— Ты не можешь купить ферму, Джекоб. Как ты объяснишь, откуда у тебя столько денег?
— Я подумал, что мы могли бы сказать, будто Сара получила наследство. Здесь никто ничего не знает о ее семье. Мы объясним, что вы перед отъездом купили ферму, а меня оставили управляющим.
Я окинул взглядом окружавшие нас со всех сторон голые поля и попытался представить, что мой брат остается здесь, строит дом, возводит заборы, выращивает урожаи. Мне не верилось, что такое возможно.
— Я думал, ты обрадуешься, — проговорил он. — Это же наша ферма. И я собираюсь возродить ее.
Я нахмурился. Джекоб ошибался: чего-чего, а уж радости я не испытывал ни малейшей. От фермы я бежал всю свою сознательную жизнь. Сколько себя помню, наша ферма представлялась мне единственным местом на земле, где все ломается и приходит в упадок, где ничего нельзя планировать и прогнозировать. Даже сейчас, глядя на этот пустырь, я испытывал глубочайшую безысходность. С этим местом меня не связывало ни одно приятное воспоминание.
— Все это очень непросто, Джекоб, — произнес я. — Ты хотя бы это понимаешь? Недостаточно купить ферму, на ней надо еще и работать. Нужно знать толк в машинах и семенах, удобрениях и пестицидах, гербицидах, дренаже, ирригации, погоде и правительстве. Ты же не имеешь ни малейшего представления обо всем этом. Тебя ждет тот же финал, что и отца.
Уже сказав это, я понял, что перегнул палку. Даже одного взгляда на брата было достаточно, чтобы догадаться, что я его обидел. Джекоб стоял, ссутулившись, засунув руки глубоко в карманы своих фланелевых брюк; куртка задралась. Он не смотрел на меня.

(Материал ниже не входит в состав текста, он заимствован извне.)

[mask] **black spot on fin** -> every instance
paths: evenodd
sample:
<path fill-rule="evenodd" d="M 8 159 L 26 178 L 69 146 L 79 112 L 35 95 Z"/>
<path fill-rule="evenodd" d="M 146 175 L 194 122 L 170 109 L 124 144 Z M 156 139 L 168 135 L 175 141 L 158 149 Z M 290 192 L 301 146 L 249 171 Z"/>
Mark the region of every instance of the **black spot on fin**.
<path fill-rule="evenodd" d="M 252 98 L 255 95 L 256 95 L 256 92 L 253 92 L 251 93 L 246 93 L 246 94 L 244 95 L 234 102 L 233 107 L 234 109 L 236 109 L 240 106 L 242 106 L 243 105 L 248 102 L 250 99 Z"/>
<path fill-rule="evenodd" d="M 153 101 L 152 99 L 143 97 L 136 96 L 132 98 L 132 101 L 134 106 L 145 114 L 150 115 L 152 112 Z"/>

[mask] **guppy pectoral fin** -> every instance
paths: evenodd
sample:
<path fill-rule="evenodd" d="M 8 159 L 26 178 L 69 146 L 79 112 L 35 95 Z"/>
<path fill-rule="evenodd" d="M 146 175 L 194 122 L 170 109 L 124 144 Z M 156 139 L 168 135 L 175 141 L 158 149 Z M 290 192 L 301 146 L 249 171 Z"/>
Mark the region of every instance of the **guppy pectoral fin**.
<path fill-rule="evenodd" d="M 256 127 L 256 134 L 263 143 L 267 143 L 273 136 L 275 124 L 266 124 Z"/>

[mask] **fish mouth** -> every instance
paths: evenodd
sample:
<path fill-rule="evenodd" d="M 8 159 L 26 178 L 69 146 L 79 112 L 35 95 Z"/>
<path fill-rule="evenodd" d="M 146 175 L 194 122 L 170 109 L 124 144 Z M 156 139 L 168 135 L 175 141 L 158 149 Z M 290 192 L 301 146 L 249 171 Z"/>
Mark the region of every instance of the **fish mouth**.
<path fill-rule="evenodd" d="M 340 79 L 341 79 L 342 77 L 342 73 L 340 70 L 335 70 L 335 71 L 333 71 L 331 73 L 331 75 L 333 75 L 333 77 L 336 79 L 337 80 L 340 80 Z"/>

— Ферма должна была отойти мне, — пробормотал он. — Отец обещал мне это.
Я кивнул, все еще чувствуя себя виноватым за те обидные слова, что я произнес. Отец хотел, чтобы один из нас стал фермером, другой — юристом. Поскольку я лучше учился в школе, меня решили отправить в колледж. Впрочем, никто из нас так и не оправдал отцовских надежд; мы оба не дотянули до планок, что он установил для каждого из нас.
— Я прошу тебя помочь мне, — сказал Джекоб. — Никогда раньше я не обращался к тебе с просьбами, но сейчас не могу поступить иначе. Помоги мне вернуть ферму.
Я ничего не ответил. Мне не хотелось, чтобы он оставался здесь после дележа денег — я знал, что добром это не кончится, — но не мог найти подходящих слов, чтобы переубедить его.
— Я не прошу денег, — продолжал он. — Я лишь хочу, чтобы ты пустил слух о том, что Сара получила наследство.
— Ты еще даже не знаешь, согласится ли Мюллер продать тебе ферму.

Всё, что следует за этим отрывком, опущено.